Bu makalemizin odak noktasını ise bu konuya dair, hukuka aykırı arama kararı ve bu karardan elde edilen delillere ilişkin olarak verilen İzmir 2. Ağır Ceza Mahkemesi’nin kararı[2] oluşturmaktadır.
II. Olay
Davaya konu olaya göre, İzmir’de 5 Nisan 2016 gecesi Emniyet Müdürlüğü’ne bir ihbarda bulunulmuştur. İhbarda, sanıkların terörist olabileceği bilgisi ifade edilerek; birkaç gündür eve farklı kıyafetlerle girip çıktıkları, silah ile bomba taşıyor olabilecekleri ve tedirgin davranışlarıyla şüphe çektikleri yönünde beyanlar bulunmaktadır. Yapılan bu ihbar üzerine bir soruşturma başlatılmıştır.
Soruşturma çerçevesinde kolluk güçleri, gecikmesinde sakınca bulunan halin varlığından bahisle savcının sonradan yazılı emre çevrilen, sözlü emri ile konutta adli arama tedbirine başvurmuşlardır. Yapılan aramada, önce konutun zemin katındaki bir dairenin kapısı kırılmış ancak dairede herhangi bir şahsa rastlanılmamıştır. Sonrasında kolluk kuvvetleri başka bir dairenin kapısını kırarak içeri girmişlerdir. Konutta arama ve kontrollerin yapıldığı esnada, diğer bir daireden konuşma ve hareket seslerinin duyulması üzerine kapıyı kırmak için kolluk harekete geçmiş fakat öncesinde kapının açılması ile içeriye girilmiştir.

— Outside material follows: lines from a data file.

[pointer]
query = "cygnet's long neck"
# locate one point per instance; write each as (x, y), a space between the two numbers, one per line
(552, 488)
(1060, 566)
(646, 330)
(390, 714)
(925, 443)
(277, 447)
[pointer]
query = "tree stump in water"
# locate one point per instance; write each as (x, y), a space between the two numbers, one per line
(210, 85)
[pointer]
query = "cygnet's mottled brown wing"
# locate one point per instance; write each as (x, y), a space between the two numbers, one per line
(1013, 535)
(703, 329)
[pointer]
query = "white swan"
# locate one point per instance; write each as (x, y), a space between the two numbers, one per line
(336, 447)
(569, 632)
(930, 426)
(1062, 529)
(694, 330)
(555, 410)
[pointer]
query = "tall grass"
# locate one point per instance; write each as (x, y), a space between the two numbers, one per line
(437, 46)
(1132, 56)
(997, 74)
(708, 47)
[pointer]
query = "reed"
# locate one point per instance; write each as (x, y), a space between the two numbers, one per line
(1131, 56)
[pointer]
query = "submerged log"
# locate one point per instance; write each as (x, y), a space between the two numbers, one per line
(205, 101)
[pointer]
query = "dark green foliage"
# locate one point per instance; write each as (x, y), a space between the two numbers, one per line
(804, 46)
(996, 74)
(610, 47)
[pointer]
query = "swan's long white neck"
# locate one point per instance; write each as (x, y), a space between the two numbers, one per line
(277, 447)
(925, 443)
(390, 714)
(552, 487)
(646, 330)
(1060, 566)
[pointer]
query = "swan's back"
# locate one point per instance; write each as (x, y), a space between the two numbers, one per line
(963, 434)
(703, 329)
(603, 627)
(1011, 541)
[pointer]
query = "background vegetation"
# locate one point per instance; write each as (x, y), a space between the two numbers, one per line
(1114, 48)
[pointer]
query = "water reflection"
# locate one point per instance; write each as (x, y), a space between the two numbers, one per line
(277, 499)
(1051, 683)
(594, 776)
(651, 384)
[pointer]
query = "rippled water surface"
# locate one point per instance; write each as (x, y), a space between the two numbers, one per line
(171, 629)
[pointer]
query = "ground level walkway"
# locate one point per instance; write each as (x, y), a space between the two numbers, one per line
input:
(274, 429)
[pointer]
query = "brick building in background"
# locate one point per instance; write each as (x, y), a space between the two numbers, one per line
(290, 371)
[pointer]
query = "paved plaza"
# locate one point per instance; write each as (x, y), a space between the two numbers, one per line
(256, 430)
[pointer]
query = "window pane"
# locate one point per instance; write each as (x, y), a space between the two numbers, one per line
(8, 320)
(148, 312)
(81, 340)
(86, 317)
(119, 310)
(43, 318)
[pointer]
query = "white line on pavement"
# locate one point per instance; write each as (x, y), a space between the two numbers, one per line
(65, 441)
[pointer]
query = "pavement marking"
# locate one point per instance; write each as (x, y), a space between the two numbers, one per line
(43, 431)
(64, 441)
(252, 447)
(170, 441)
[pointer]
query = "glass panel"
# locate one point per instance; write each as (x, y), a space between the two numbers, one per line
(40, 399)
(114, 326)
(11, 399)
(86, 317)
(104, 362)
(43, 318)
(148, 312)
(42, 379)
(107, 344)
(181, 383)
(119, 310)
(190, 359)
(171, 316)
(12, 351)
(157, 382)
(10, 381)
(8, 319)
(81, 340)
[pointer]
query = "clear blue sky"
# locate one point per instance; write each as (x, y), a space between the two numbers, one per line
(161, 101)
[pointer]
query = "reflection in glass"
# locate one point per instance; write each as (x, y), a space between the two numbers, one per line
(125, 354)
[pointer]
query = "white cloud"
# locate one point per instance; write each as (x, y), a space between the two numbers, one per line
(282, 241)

Konutta bulunan üç şüpheli yakalanmıştır. Şüphelilerin üstleri ve kaldıkları ev kolluk kuvvetleri tarafından aranmıştır. Şüphelilerin kimlik tespitinde sundukları nüfus cüzdanlarının sahte olduğu belirlenmiş, evde patlayıcı üç adet bomba ve bomba yapım malzemeleri ile 6136 sayılı Kanuna göre yasaklanmış ateşli silah ve mermiler bulunmuştur. Yürütülen soruşturmada sanıkların, silahlı örgüt üyesi oldukları ve Emniyet teşkilatı tarafından aranıyor oldukları belirlenmiştir. Şüpheliler önce gözaltına alınmış, sonrasında ise tutuklanmışlardır.
III. Mercii Görüşü
Mahkeme öncelikle, ceza muhakemesinin amacının maddi gerçeğin araştırılması olduğunu belirtmiştir. Ancak bu araştırmanın “ne pahasına olursa olsun” yapılamayacağını, soruşturma ve kovuşturma makamlarının, “ne pahasına olursa olsun” hukuka uygun davranması ve hukuk devleti ilkesinden sapmaması gerektiğini ifade etmiştir. Mahkemeye göre, deliller ancak hukukun gösterdiği yol ve yöntemlerle toplanabilir.
Mahkeme sonrasında yasak delillerin Anayasa ve Ceza Muhakemesi Kanunu’nun ilgili hükümleri uyarınca, kanun koyucunun iradesinin hukuka aykırı yolla elde edilen her türlü delilin yargılanmada kullanılmasını önlemek yönünde olduğunu ifade etmiştir. Mahkemeye göre, hukuka aykırı olarak elde edilen delilin değerlendirilmesiyle ulaşılmak istenen yarar ile, hakları ihlal edilen bireye ait yarar arasında, bir değer tartımı yoluna gidilmesi gerekmektedir. Ancak, kişinin “gizli hayat alanına” yapılan her türlü hukuka aykırı müdahale (hafif-ağır, şekli-maddi aykırılık ayrımı yapmadan) ile elde edilen deliller, istisnasız olarak değerlendirme dışı bırakılmalıdır. Yani Mahkemeye göre, bu konuda hâkimin takdir hakkının bulunmaması gerekir.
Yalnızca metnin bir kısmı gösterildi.